Learning Consistent Temporal Grounding between Related Tasks in Sports Coaching

arXiv cs.CV / 3/20/2026

📰 NewsIdeas & Deep AnalysisModels & Research

Key Points

  • Video-Language Models for sports coaching often attend to irrelevant frames, degrading the precision of temporal grounding.
  • The paper introduces a self-consistency objective that enforces the same attended frames across related tasks (e.g., generation and verification) to reduce the need for extra frame-level supervision.
  • They validate the approach on VidDiffBench, a dataset with ground-truth keyframes, confirming that attention misallocation is a significant bottleneck.
  • Training with the proposed objective yields gains of +3.0%, +14.1% accuracy, and +0.9 BERTScore over supervised finetuning across three sports coaching tasks (Exact, FitnessQA, ExpertAF), even surpassing closed-source models.

Abstract

Video-LLMs often attend to irrelevant frames, which is especially detrimental for sports coaching tasks requiring precise temporal grounding.

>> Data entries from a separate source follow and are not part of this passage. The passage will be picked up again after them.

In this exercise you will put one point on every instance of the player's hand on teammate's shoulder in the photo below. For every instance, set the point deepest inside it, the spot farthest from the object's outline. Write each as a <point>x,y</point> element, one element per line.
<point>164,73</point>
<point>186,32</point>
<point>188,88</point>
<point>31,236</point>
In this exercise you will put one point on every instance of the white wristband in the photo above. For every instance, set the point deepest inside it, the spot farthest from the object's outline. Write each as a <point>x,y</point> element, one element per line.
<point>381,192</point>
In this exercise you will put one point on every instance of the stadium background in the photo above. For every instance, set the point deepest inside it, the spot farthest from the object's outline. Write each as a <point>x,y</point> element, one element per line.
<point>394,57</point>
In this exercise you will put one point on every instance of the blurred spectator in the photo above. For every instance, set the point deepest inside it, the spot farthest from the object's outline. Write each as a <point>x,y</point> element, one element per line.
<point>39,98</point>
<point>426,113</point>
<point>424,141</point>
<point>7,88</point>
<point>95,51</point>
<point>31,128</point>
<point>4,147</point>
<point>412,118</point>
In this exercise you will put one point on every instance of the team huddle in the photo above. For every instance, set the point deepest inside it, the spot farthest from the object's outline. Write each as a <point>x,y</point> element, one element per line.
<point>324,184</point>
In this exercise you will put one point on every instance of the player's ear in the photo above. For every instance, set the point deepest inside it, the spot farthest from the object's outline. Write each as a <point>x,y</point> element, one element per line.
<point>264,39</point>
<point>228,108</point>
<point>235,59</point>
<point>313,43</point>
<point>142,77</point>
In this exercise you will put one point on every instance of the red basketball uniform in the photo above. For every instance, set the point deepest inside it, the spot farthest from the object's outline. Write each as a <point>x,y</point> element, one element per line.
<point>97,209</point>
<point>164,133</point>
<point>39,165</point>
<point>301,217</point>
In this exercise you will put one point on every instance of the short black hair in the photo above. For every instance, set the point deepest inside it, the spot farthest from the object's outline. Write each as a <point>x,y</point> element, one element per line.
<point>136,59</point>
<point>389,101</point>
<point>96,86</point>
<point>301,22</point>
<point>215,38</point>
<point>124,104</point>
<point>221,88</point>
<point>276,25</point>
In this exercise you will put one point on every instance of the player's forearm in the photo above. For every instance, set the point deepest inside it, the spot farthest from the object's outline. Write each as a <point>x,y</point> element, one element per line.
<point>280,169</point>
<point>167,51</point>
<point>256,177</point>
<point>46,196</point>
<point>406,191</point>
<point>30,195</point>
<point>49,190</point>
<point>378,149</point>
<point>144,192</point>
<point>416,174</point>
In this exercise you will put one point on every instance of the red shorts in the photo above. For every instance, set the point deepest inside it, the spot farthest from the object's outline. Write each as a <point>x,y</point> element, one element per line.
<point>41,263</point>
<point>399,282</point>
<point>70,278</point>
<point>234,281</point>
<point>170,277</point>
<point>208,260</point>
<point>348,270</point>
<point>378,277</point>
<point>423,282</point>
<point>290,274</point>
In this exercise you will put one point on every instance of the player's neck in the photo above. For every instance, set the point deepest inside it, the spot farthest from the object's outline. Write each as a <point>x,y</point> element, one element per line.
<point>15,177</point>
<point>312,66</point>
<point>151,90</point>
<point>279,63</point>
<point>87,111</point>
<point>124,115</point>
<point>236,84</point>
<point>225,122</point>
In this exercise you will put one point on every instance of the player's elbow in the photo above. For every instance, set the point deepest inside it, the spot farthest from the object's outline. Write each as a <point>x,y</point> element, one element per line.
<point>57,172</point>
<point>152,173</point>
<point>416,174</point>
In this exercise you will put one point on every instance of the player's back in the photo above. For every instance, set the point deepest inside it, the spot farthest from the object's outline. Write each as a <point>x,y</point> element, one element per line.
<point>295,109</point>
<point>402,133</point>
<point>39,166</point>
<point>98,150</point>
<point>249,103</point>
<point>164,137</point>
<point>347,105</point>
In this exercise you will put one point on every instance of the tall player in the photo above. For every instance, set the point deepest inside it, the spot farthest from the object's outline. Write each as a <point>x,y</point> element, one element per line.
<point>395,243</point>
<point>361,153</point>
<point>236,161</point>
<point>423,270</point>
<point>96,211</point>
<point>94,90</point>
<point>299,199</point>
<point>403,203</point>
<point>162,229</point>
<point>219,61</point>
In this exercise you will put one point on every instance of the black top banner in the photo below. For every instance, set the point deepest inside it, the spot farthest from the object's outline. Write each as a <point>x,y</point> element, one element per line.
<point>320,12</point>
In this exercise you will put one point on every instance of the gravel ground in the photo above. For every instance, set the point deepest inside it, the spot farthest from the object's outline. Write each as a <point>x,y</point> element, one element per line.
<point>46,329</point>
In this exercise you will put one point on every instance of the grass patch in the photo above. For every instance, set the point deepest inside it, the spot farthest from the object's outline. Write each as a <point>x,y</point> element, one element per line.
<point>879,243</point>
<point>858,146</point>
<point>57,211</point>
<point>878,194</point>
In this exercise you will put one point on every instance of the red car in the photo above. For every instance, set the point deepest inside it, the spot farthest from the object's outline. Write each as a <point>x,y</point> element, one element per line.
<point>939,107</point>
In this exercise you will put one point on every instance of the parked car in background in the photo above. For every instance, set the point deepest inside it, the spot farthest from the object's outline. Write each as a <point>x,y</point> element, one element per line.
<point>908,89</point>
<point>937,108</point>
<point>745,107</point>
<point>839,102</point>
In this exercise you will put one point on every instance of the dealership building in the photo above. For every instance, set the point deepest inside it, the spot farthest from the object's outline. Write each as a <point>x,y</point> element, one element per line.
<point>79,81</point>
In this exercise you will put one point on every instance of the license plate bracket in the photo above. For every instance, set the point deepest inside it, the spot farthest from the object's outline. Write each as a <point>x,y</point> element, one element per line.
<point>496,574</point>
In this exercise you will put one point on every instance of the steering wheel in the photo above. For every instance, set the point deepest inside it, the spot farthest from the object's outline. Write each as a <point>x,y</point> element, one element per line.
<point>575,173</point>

Yet obtaining frame-level supervision is challenging: expensive to collect from humans and unreliable from other models. We improve temporal grounding without additional annotations by exploiting the observation that related tasks, such as generation and verification, must attend to the same frames. We enforce this via a self-consistency objective over select visual attention maps of tightly-related tasks. Using VidDiffBench, which provides ground-truth keyframe annotations, we first validate that attention misallocation is a significant bottleneck. We then show that training with our objective yields gains of +3.0%, +14.1% accuracy and +0.9 BERTScore over supervised finetuning across three sports coaching tasks: Exact, FitnessQA, and ExpertAF, even surpassing closed-source models.